For Mom at least one piece had to be reclining. In X-rays, Mom's lower back looks like a suspension bridge and it's only through the skill of a fabulous neurosurgeon that she can walk at all. The most comfortable position for her is semi-reclining so that no one spot on her spine receives all her weight. So comfort was our main priority, as explained to Herb. And I must say, when you next go furniture shopping, or shopping for anything, ask for Herb. I am convinced that the Herb's of this world make the best salesmen. He was great, steering us away from the more formal, for-looks-only, stuff and mentioning which brands, in his opinion, had the better reclining mechanisms. Then after pointing us in the right direction, Herb left us to ourselves for a few minutes. This is the hallmark of a good salesman: knowing when to back off, to give the customer a little time. Nobody likes to feel rushed, and if you are rushed you may come to regret the purchase.

We fell in love with this one chair, a rocker/recliner, and a reclining loveseat. Yes, all reclining and all overstuffed as well. They had smaller pieces, but once you sat on this stuff you just didn't look any further. Or at least we didn't. And we loved the colors too. Deep wine for the loveseat and pebble gray for the chairs. So that's what we got and on the way home we giggled at each other because we knew we were going to get harrassed by the relatives. It needs to be said, though, that it's not BIG furniture. Its simply that our living room is so very small. And sure enough when Mom was telling my aunt about the stuff we bought, my aunt questioned the size. My aunt even asked, get this, if my feet touched the floor. When my mother related the conversation to me I just stared at her and asked if this was the same aunt or some other long lost relative who had never met me, because my feet NEVER touch the floor unless I'm standing on it. I'm seriously short and I have no idea what my aunt was thinking.

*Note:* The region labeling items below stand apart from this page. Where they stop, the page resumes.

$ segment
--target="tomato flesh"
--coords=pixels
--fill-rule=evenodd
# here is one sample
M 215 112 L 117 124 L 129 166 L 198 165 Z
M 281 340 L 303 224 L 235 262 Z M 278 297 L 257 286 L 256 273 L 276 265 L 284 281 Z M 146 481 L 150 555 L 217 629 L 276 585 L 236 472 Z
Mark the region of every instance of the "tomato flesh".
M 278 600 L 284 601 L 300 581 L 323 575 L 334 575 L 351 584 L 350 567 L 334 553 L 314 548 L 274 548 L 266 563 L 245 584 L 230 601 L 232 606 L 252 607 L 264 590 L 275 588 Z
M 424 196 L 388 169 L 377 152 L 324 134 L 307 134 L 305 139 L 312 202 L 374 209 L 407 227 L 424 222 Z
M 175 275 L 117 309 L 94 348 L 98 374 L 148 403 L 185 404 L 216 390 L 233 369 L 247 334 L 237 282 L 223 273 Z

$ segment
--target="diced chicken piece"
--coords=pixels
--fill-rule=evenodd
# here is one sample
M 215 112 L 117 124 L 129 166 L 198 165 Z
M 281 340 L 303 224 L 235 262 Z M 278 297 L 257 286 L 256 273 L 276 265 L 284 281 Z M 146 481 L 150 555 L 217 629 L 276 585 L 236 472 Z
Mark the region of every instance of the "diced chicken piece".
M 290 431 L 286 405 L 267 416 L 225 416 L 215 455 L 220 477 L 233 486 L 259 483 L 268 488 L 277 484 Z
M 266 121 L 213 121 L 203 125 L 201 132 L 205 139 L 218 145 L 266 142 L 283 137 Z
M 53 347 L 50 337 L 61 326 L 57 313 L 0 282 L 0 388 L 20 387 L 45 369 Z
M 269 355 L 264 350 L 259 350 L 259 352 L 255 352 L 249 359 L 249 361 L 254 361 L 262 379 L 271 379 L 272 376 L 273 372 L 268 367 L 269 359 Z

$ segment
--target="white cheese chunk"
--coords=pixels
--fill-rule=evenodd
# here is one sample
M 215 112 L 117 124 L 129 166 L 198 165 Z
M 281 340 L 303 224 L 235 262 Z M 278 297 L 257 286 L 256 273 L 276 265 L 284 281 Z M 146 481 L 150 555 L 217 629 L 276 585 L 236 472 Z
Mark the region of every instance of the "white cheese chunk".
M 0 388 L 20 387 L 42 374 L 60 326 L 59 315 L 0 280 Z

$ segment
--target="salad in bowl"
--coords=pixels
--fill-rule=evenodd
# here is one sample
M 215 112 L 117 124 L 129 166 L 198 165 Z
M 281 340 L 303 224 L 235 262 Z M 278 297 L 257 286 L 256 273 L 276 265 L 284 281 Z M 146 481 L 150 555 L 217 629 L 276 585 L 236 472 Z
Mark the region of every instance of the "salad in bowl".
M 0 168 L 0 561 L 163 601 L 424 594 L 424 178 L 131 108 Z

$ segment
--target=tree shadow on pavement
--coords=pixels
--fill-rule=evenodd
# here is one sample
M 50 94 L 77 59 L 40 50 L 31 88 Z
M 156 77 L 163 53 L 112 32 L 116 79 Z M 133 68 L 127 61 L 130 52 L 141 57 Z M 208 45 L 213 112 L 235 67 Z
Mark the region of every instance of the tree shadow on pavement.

The big day arrived this weekend, and so did our furniture. Well one piece is back ordered but we should have it next week so that's okay. The delivery guys were very timely and organized and had everything set up and in place quite promptly. Mom and I sat on our new furniture, petting it (it's microfiber, but feels just like suede), and giggling to each other because it really is too big ...

AND WE DON'T CARE.

It's so pretty and so comfortable regardless of what position you choose. Mom says it feels wonderful to her, and it's easy for her to get in and out of too. We're happy.

So thank you Herb and my friends are welcome to come over and check it out any time. As to those relatives .... ppffflltttt! Don't sit on it if it bothers you so much.

1 comment:

The Merry said...

Excuse me? What I see is a compleat (sic) absence of pictures. If you don't have a camera handy, maybe you could hire BCB to do an artist's interpretation? I understand she's handy with a crayon.
Relatives. Methinks they were put on this Earth to teach us forbearance. Abraham Lincoln said that a man's* legs should be long enough to reach the ground. Clearly, your legs qualify.

*I'm assuming if he'd lived in a more PC era, he would have said "a person's legs."


zjpgb - a very poor Bosnian village, where they really were too poor to buy a vowel.